Kadang tubuh yang terlihat baik-baik saja, dengan banyaknya aktivitas yang berjalan, percakapan yang mengalir, tawa yang bahkan masih bisa diciptakan dalam gemuruh suatu percakapan yang terasa amat renyah dan baru. Tapi dalam satu waktu yang sunyi, rasa itu menyusup kembali. Ia tidak menyerang, hanya mengingatkan. Bahwa ada satu momen dalam hidup yang tidak akan bisa diperbaiki. Seperti lubang kecil yang tetap menganga meski telah ditambal ribuan kali oleh logika dan nasihat.

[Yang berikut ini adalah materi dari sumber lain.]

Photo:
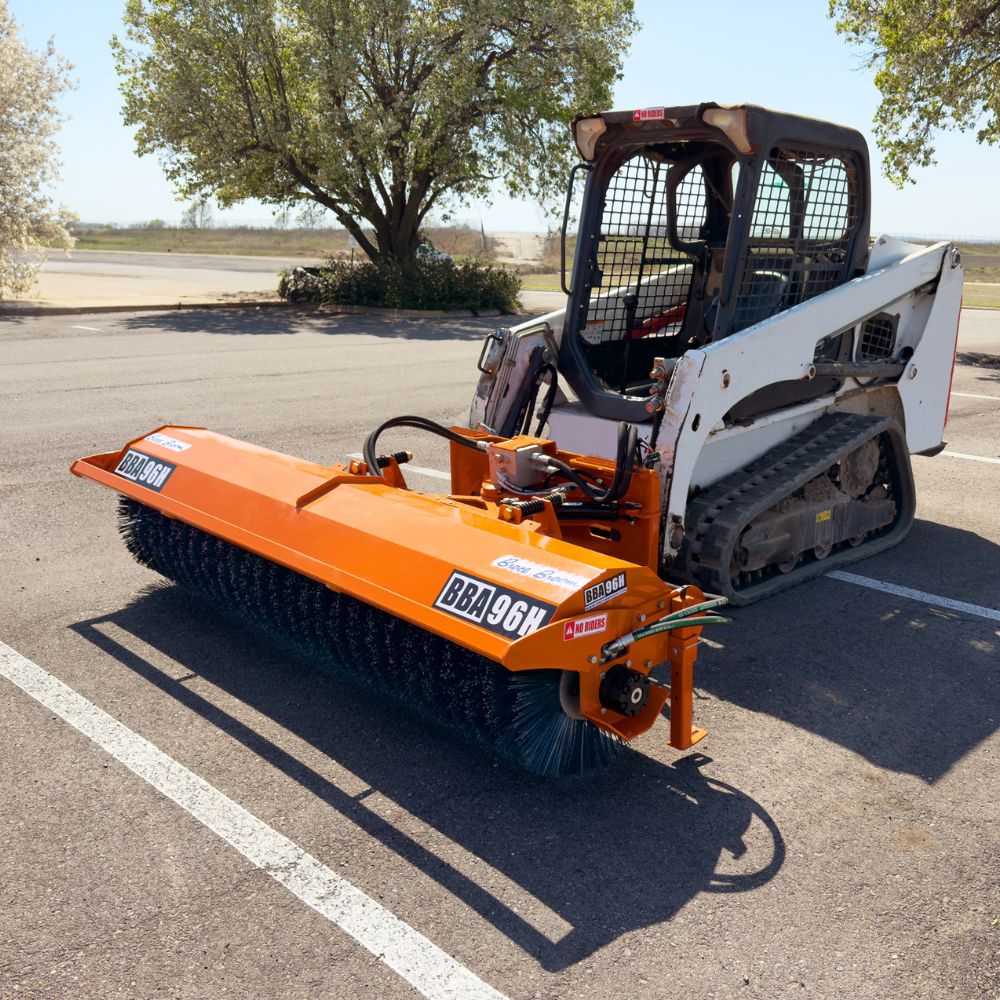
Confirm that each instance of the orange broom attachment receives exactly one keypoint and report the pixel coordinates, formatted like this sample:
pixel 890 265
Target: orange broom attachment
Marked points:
pixel 503 583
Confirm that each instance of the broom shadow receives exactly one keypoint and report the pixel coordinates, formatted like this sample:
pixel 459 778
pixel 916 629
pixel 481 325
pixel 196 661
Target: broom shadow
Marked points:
pixel 604 855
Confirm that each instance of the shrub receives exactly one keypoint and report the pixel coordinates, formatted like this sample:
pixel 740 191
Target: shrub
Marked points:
pixel 417 284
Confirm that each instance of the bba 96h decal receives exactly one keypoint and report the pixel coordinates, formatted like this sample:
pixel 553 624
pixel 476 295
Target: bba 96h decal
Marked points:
pixel 604 591
pixel 490 606
pixel 152 473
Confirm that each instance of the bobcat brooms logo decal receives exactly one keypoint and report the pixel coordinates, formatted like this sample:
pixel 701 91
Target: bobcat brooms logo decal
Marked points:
pixel 490 606
pixel 149 472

Tidak usai hanya dengan meratapi satuan detik waktu. Penyesalan tidak pernah memakai jam tangan. Ia datang kapan pun, bahkan di hari-hari yang terlihat terang. Ia menyelinap saat sedang mencuci tangan atau membuang sampah, hal-hal remeh yang tiba-tiba menjadi pintu ke memori yang tidak pernah bersih.

Ada kesalahan yang tak bisa dibasuh dengan permintaan maaf. Karena yang terluka bukan hanya hati orang lain, tapi juga bagian terdalam dari diri sendiri. Kadang luka itu justru membuat kita sulit memaafkan diri sendiri. Karena tahu bahwa andai bergerak lebih cepat, hasilnya mungkin tidak seperti ini. Tapi waktu, seperti makhluk Tuhan bernama kematian itu, tak bisa memberi toleransi bahkan sedikit pun.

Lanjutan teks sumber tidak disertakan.